In Paniccia v. MDC Partners Inc., 2017 ONSC 7298, the Ontario Superior Court of Justice determined that Ontario was the most appropriate forum in which to hear a securities class action claim brought by Canadians who purchased the defendant’s securities over both the Toronto Stock Exchange and the NASDAQ. Notably, the Court also determined that, in the circumstances of this case, Ontario law should be applied to determine the claims of both the TSX and NASDAQ purchasers.
The defendant (the “Company”) is a Canadian incorporated company with its registered office in Ontario and its head office located in New York. Its shares are listed on both the TSX and NASDAQ, with the vast majority of trading occurring over the NASDAQ. In 2015, a major investor sued the Company and its officers for secondary market misrepresentation in the U.S. The proposed class action was brought on behalf of all global investors who had purchased the Company’s shares over the NASDAQ. The U.S. class proceedings were dismissed with prejudice prior to certification in 2016.
In 2015, the plaintiff commenced his class action in Ontario, alleging both the statutory cause of action for secondary market misrepresentation under Part XXIII.1 of the Ontario Securities Act, and a common law claim for negligent misrepresentation. The claim was brought on behalf of Canadians who purchased the Company’s securities on both the TSX and the NASDAQ.

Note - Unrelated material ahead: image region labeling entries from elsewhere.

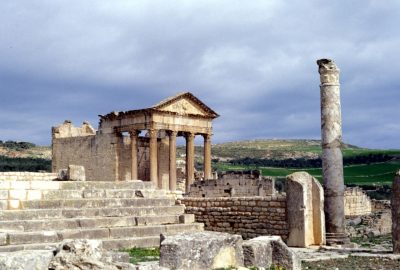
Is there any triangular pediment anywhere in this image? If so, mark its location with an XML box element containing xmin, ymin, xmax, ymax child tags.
<box><xmin>153</xmin><ymin>93</ymin><xmax>218</xmax><ymax>118</ymax></box>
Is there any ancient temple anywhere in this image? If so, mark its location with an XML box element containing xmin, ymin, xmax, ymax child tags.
<box><xmin>52</xmin><ymin>92</ymin><xmax>218</xmax><ymax>190</ymax></box>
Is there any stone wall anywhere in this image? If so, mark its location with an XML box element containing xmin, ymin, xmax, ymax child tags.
<box><xmin>181</xmin><ymin>194</ymin><xmax>288</xmax><ymax>240</ymax></box>
<box><xmin>344</xmin><ymin>187</ymin><xmax>372</xmax><ymax>217</ymax></box>
<box><xmin>189</xmin><ymin>171</ymin><xmax>275</xmax><ymax>198</ymax></box>
<box><xmin>52</xmin><ymin>122</ymin><xmax>169</xmax><ymax>181</ymax></box>
<box><xmin>0</xmin><ymin>172</ymin><xmax>57</xmax><ymax>181</ymax></box>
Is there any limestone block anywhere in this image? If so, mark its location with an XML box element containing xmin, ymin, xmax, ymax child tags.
<box><xmin>286</xmin><ymin>172</ymin><xmax>325</xmax><ymax>247</ymax></box>
<box><xmin>243</xmin><ymin>236</ymin><xmax>301</xmax><ymax>270</ymax></box>
<box><xmin>45</xmin><ymin>239</ymin><xmax>128</xmax><ymax>270</ymax></box>
<box><xmin>391</xmin><ymin>171</ymin><xmax>400</xmax><ymax>254</ymax></box>
<box><xmin>9</xmin><ymin>189</ymin><xmax>26</xmax><ymax>200</ymax></box>
<box><xmin>0</xmin><ymin>232</ymin><xmax>7</xmax><ymax>246</ymax></box>
<box><xmin>67</xmin><ymin>165</ymin><xmax>86</xmax><ymax>181</ymax></box>
<box><xmin>57</xmin><ymin>169</ymin><xmax>68</xmax><ymax>181</ymax></box>
<box><xmin>0</xmin><ymin>250</ymin><xmax>54</xmax><ymax>270</ymax></box>
<box><xmin>160</xmin><ymin>231</ymin><xmax>243</xmax><ymax>270</ymax></box>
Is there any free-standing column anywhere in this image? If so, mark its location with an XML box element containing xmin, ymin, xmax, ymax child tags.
<box><xmin>149</xmin><ymin>129</ymin><xmax>158</xmax><ymax>187</ymax></box>
<box><xmin>168</xmin><ymin>131</ymin><xmax>176</xmax><ymax>191</ymax></box>
<box><xmin>185</xmin><ymin>132</ymin><xmax>194</xmax><ymax>192</ymax></box>
<box><xmin>130</xmin><ymin>130</ymin><xmax>140</xmax><ymax>180</ymax></box>
<box><xmin>317</xmin><ymin>59</ymin><xmax>349</xmax><ymax>245</ymax></box>
<box><xmin>203</xmin><ymin>134</ymin><xmax>212</xmax><ymax>180</ymax></box>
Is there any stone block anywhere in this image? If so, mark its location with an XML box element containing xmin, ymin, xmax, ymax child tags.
<box><xmin>8</xmin><ymin>200</ymin><xmax>21</xmax><ymax>210</ymax></box>
<box><xmin>0</xmin><ymin>232</ymin><xmax>7</xmax><ymax>246</ymax></box>
<box><xmin>67</xmin><ymin>165</ymin><xmax>86</xmax><ymax>181</ymax></box>
<box><xmin>179</xmin><ymin>214</ymin><xmax>195</xmax><ymax>224</ymax></box>
<box><xmin>0</xmin><ymin>250</ymin><xmax>54</xmax><ymax>270</ymax></box>
<box><xmin>160</xmin><ymin>232</ymin><xmax>243</xmax><ymax>270</ymax></box>
<box><xmin>26</xmin><ymin>190</ymin><xmax>42</xmax><ymax>200</ymax></box>
<box><xmin>9</xmin><ymin>189</ymin><xmax>26</xmax><ymax>200</ymax></box>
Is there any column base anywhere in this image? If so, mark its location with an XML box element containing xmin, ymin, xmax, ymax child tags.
<box><xmin>325</xmin><ymin>233</ymin><xmax>350</xmax><ymax>246</ymax></box>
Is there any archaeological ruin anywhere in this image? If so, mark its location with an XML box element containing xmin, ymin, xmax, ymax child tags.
<box><xmin>52</xmin><ymin>92</ymin><xmax>218</xmax><ymax>191</ymax></box>
<box><xmin>317</xmin><ymin>59</ymin><xmax>349</xmax><ymax>244</ymax></box>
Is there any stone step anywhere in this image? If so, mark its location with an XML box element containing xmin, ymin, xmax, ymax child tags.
<box><xmin>0</xmin><ymin>205</ymin><xmax>184</xmax><ymax>221</ymax></box>
<box><xmin>19</xmin><ymin>198</ymin><xmax>175</xmax><ymax>209</ymax></box>
<box><xmin>0</xmin><ymin>214</ymin><xmax>181</xmax><ymax>232</ymax></box>
<box><xmin>0</xmin><ymin>180</ymin><xmax>154</xmax><ymax>190</ymax></box>
<box><xmin>2</xmin><ymin>223</ymin><xmax>203</xmax><ymax>245</ymax></box>
<box><xmin>41</xmin><ymin>188</ymin><xmax>168</xmax><ymax>200</ymax></box>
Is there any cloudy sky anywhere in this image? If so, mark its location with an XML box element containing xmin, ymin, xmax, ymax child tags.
<box><xmin>0</xmin><ymin>0</ymin><xmax>400</xmax><ymax>148</ymax></box>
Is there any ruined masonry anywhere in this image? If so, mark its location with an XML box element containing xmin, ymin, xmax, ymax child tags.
<box><xmin>52</xmin><ymin>92</ymin><xmax>218</xmax><ymax>191</ymax></box>
<box><xmin>0</xmin><ymin>177</ymin><xmax>203</xmax><ymax>252</ymax></box>
<box><xmin>317</xmin><ymin>59</ymin><xmax>350</xmax><ymax>245</ymax></box>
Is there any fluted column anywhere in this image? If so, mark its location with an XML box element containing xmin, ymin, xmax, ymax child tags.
<box><xmin>149</xmin><ymin>129</ymin><xmax>158</xmax><ymax>187</ymax></box>
<box><xmin>317</xmin><ymin>59</ymin><xmax>349</xmax><ymax>245</ymax></box>
<box><xmin>168</xmin><ymin>131</ymin><xmax>176</xmax><ymax>191</ymax></box>
<box><xmin>185</xmin><ymin>132</ymin><xmax>195</xmax><ymax>192</ymax></box>
<box><xmin>203</xmin><ymin>134</ymin><xmax>212</xmax><ymax>180</ymax></box>
<box><xmin>129</xmin><ymin>130</ymin><xmax>140</xmax><ymax>180</ymax></box>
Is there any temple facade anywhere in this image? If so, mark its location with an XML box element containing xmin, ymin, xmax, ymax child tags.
<box><xmin>52</xmin><ymin>92</ymin><xmax>218</xmax><ymax>190</ymax></box>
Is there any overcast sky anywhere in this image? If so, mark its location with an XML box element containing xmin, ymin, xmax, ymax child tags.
<box><xmin>0</xmin><ymin>0</ymin><xmax>400</xmax><ymax>148</ymax></box>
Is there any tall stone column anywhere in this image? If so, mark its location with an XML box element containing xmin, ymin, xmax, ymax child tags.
<box><xmin>317</xmin><ymin>59</ymin><xmax>349</xmax><ymax>245</ymax></box>
<box><xmin>185</xmin><ymin>132</ymin><xmax>195</xmax><ymax>192</ymax></box>
<box><xmin>168</xmin><ymin>131</ymin><xmax>176</xmax><ymax>191</ymax></box>
<box><xmin>391</xmin><ymin>170</ymin><xmax>400</xmax><ymax>254</ymax></box>
<box><xmin>203</xmin><ymin>134</ymin><xmax>212</xmax><ymax>180</ymax></box>
<box><xmin>129</xmin><ymin>130</ymin><xmax>140</xmax><ymax>180</ymax></box>
<box><xmin>149</xmin><ymin>129</ymin><xmax>158</xmax><ymax>187</ymax></box>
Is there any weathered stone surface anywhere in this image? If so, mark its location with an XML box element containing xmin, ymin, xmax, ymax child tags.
<box><xmin>286</xmin><ymin>172</ymin><xmax>325</xmax><ymax>247</ymax></box>
<box><xmin>57</xmin><ymin>169</ymin><xmax>68</xmax><ymax>181</ymax></box>
<box><xmin>0</xmin><ymin>250</ymin><xmax>54</xmax><ymax>270</ymax></box>
<box><xmin>49</xmin><ymin>239</ymin><xmax>119</xmax><ymax>270</ymax></box>
<box><xmin>243</xmin><ymin>236</ymin><xmax>301</xmax><ymax>270</ymax></box>
<box><xmin>68</xmin><ymin>165</ymin><xmax>86</xmax><ymax>181</ymax></box>
<box><xmin>160</xmin><ymin>232</ymin><xmax>243</xmax><ymax>270</ymax></box>
<box><xmin>317</xmin><ymin>59</ymin><xmax>349</xmax><ymax>244</ymax></box>
<box><xmin>391</xmin><ymin>170</ymin><xmax>400</xmax><ymax>254</ymax></box>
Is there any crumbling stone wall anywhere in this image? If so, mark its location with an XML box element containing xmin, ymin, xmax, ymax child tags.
<box><xmin>181</xmin><ymin>194</ymin><xmax>288</xmax><ymax>240</ymax></box>
<box><xmin>344</xmin><ymin>187</ymin><xmax>372</xmax><ymax>217</ymax></box>
<box><xmin>189</xmin><ymin>170</ymin><xmax>275</xmax><ymax>198</ymax></box>
<box><xmin>0</xmin><ymin>172</ymin><xmax>57</xmax><ymax>181</ymax></box>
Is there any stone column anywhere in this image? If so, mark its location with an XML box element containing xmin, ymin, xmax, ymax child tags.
<box><xmin>317</xmin><ymin>59</ymin><xmax>349</xmax><ymax>245</ymax></box>
<box><xmin>203</xmin><ymin>134</ymin><xmax>212</xmax><ymax>180</ymax></box>
<box><xmin>185</xmin><ymin>132</ymin><xmax>195</xmax><ymax>192</ymax></box>
<box><xmin>129</xmin><ymin>130</ymin><xmax>140</xmax><ymax>180</ymax></box>
<box><xmin>168</xmin><ymin>131</ymin><xmax>176</xmax><ymax>191</ymax></box>
<box><xmin>149</xmin><ymin>129</ymin><xmax>158</xmax><ymax>187</ymax></box>
<box><xmin>391</xmin><ymin>171</ymin><xmax>400</xmax><ymax>254</ymax></box>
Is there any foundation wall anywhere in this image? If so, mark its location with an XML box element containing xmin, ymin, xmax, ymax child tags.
<box><xmin>0</xmin><ymin>172</ymin><xmax>57</xmax><ymax>181</ymax></box>
<box><xmin>344</xmin><ymin>187</ymin><xmax>372</xmax><ymax>217</ymax></box>
<box><xmin>181</xmin><ymin>195</ymin><xmax>289</xmax><ymax>241</ymax></box>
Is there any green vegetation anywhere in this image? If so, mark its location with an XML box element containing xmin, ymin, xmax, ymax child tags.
<box><xmin>0</xmin><ymin>156</ymin><xmax>51</xmax><ymax>172</ymax></box>
<box><xmin>122</xmin><ymin>247</ymin><xmax>160</xmax><ymax>264</ymax></box>
<box><xmin>214</xmin><ymin>159</ymin><xmax>400</xmax><ymax>185</ymax></box>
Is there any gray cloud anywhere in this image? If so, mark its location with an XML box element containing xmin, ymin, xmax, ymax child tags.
<box><xmin>0</xmin><ymin>0</ymin><xmax>400</xmax><ymax>148</ymax></box>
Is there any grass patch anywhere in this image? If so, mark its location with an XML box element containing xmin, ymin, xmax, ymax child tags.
<box><xmin>122</xmin><ymin>247</ymin><xmax>160</xmax><ymax>264</ymax></box>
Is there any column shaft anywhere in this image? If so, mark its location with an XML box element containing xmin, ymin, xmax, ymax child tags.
<box><xmin>169</xmin><ymin>131</ymin><xmax>176</xmax><ymax>191</ymax></box>
<box><xmin>203</xmin><ymin>134</ymin><xmax>212</xmax><ymax>180</ymax></box>
<box><xmin>149</xmin><ymin>129</ymin><xmax>158</xmax><ymax>187</ymax></box>
<box><xmin>317</xmin><ymin>59</ymin><xmax>349</xmax><ymax>245</ymax></box>
<box><xmin>185</xmin><ymin>133</ymin><xmax>195</xmax><ymax>192</ymax></box>
<box><xmin>130</xmin><ymin>130</ymin><xmax>139</xmax><ymax>180</ymax></box>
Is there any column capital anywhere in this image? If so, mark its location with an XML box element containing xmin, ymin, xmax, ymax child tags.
<box><xmin>148</xmin><ymin>128</ymin><xmax>158</xmax><ymax>138</ymax></box>
<box><xmin>185</xmin><ymin>132</ymin><xmax>196</xmax><ymax>139</ymax></box>
<box><xmin>129</xmin><ymin>129</ymin><xmax>141</xmax><ymax>137</ymax></box>
<box><xmin>166</xmin><ymin>130</ymin><xmax>178</xmax><ymax>137</ymax></box>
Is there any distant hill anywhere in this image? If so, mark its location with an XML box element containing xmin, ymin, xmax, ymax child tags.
<box><xmin>0</xmin><ymin>140</ymin><xmax>51</xmax><ymax>172</ymax></box>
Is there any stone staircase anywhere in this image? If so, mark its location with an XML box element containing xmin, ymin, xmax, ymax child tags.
<box><xmin>0</xmin><ymin>181</ymin><xmax>203</xmax><ymax>252</ymax></box>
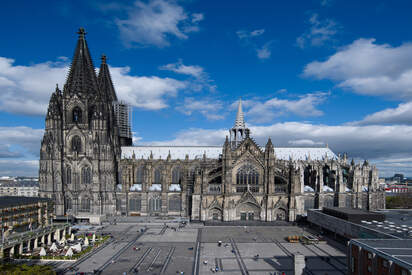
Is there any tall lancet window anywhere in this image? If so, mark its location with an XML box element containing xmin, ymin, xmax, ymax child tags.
<box><xmin>66</xmin><ymin>166</ymin><xmax>72</xmax><ymax>184</ymax></box>
<box><xmin>72</xmin><ymin>136</ymin><xmax>82</xmax><ymax>153</ymax></box>
<box><xmin>136</xmin><ymin>166</ymin><xmax>144</xmax><ymax>184</ymax></box>
<box><xmin>73</xmin><ymin>107</ymin><xmax>82</xmax><ymax>123</ymax></box>
<box><xmin>82</xmin><ymin>166</ymin><xmax>92</xmax><ymax>184</ymax></box>
<box><xmin>236</xmin><ymin>164</ymin><xmax>259</xmax><ymax>193</ymax></box>
<box><xmin>172</xmin><ymin>167</ymin><xmax>182</xmax><ymax>184</ymax></box>
<box><xmin>154</xmin><ymin>168</ymin><xmax>162</xmax><ymax>184</ymax></box>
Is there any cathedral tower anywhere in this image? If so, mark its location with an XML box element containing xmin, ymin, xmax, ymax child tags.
<box><xmin>229</xmin><ymin>99</ymin><xmax>249</xmax><ymax>149</ymax></box>
<box><xmin>39</xmin><ymin>28</ymin><xmax>120</xmax><ymax>218</ymax></box>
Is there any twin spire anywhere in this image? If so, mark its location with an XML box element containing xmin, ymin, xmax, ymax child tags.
<box><xmin>64</xmin><ymin>28</ymin><xmax>117</xmax><ymax>101</ymax></box>
<box><xmin>233</xmin><ymin>98</ymin><xmax>246</xmax><ymax>129</ymax></box>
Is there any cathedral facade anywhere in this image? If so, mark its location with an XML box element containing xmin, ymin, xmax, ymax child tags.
<box><xmin>39</xmin><ymin>29</ymin><xmax>385</xmax><ymax>221</ymax></box>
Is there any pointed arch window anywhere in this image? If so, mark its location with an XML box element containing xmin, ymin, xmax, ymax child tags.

In 2017, the defendant brought a motion to exclude the NASDAQ purchasers from the proposed class. The Company conceded that an Ontario court had jurisdiction over the claims of both the TSX and NASDAQ purchasers. It argued, however, that under the doctrine of forum non conveniens, the U.S. was the more appropriate forum to resolve the issues of the NASDAQ purchasers.
Justice Perell dismissed the Company’s motion. In doing so, he found not only that Ontario was the more appropriate forum for the determination of all the plaintiff’s claims, but also that Ontario law would apply even to the claims of those who purchased over the NASDAQ.
Forum Non Conveniens
Determining Ontario was the appropriate forum to hear the claims of both TSX and NASDAQ purchasers, Justice Perell cited the “long arm jurisdiction” available under Part XXIII.1 where a real and substantial connection to the defendant has already been established. Justice Perell noted that the extra-territorial reach of Ontario securities law is inconsistent with “prevailing international standards that connect jurisdiction to the place where the securities are traded,” as is the case in the U.S. and several European countries. This extra-territorial application, he further noted, “may arguably be a contravention of principles of comity between sovereign nations and not a desirable way to administer global marketplaces”. Nonetheless, Justice Perell found that he was bound by existing case law which had decided that the Canadian intrusion on comity is accepted when some of the defendant’s securities are traded on a Canadian stock market.
Justice Perell clarified that the proposed class was not a global class, but rather included only Canadian purchasers. As such, comity concerns that would have otherwise arisen – for instance, the concern that American purchasers could use the Canadian proceeding to circumvent the U.S. policy in tying jurisdiction to the place of trading – were not at issue.
Ontario as choice of law
Having concluded that Ontario was the more appropriate forum to hear the disputes of all the claims, Justice Perell further determined that Ontario law would also apply to them. Breaking from established practice, the court held that it was not premature to decide the choice of law issue even though the defendant had not yet served a statement of defence and had therefore not yet pleaded that another law should apply. In the present case, however, Justice Perell found that the pleading of foreign law appeared to be inevitable and there was no reason to “duck” deciding the issue now.
Justice Perell was careful to clarify that his choice of law finding applied only in the specific circumstances of this case, namely where the Ontario court has jurisdiction simpliciter over the misrepresentation claims of Canadian purchasers over a foreign stock market at common law and under Part XXIII.1 of the Ontario Securities Act.
In these circumstances, Justice Perell reiterated that Part XXIII.1 applies extra-territorially, at least for Canadians, where the corporation’s securities trade both in Ontario and a foreign market. He cited as an additional factor that both the statutory tort and the common law tort of negligent misrepresentation are held to occur in the place where the misrepresentations are received and relied upon by the plaintiff, which in this case was Ontario.
We have previously written about the efforts of Canadian courts to grapple with the issue of jurisdiction over multinational class actions. The Paniccia decision is the most recent of these cases in the securities litigation context. The most notable aspect of the Paniccia decision is Justice Perell’s determination that Ontario should be the choice of law. It will be interesting to consider whether the choice of law determination might differ in future cases, for example, where the proposed class includes not only Canadians but foreign purchasers, or where a Canadian corporation’s securities are traded exclusively on a foreign exchange.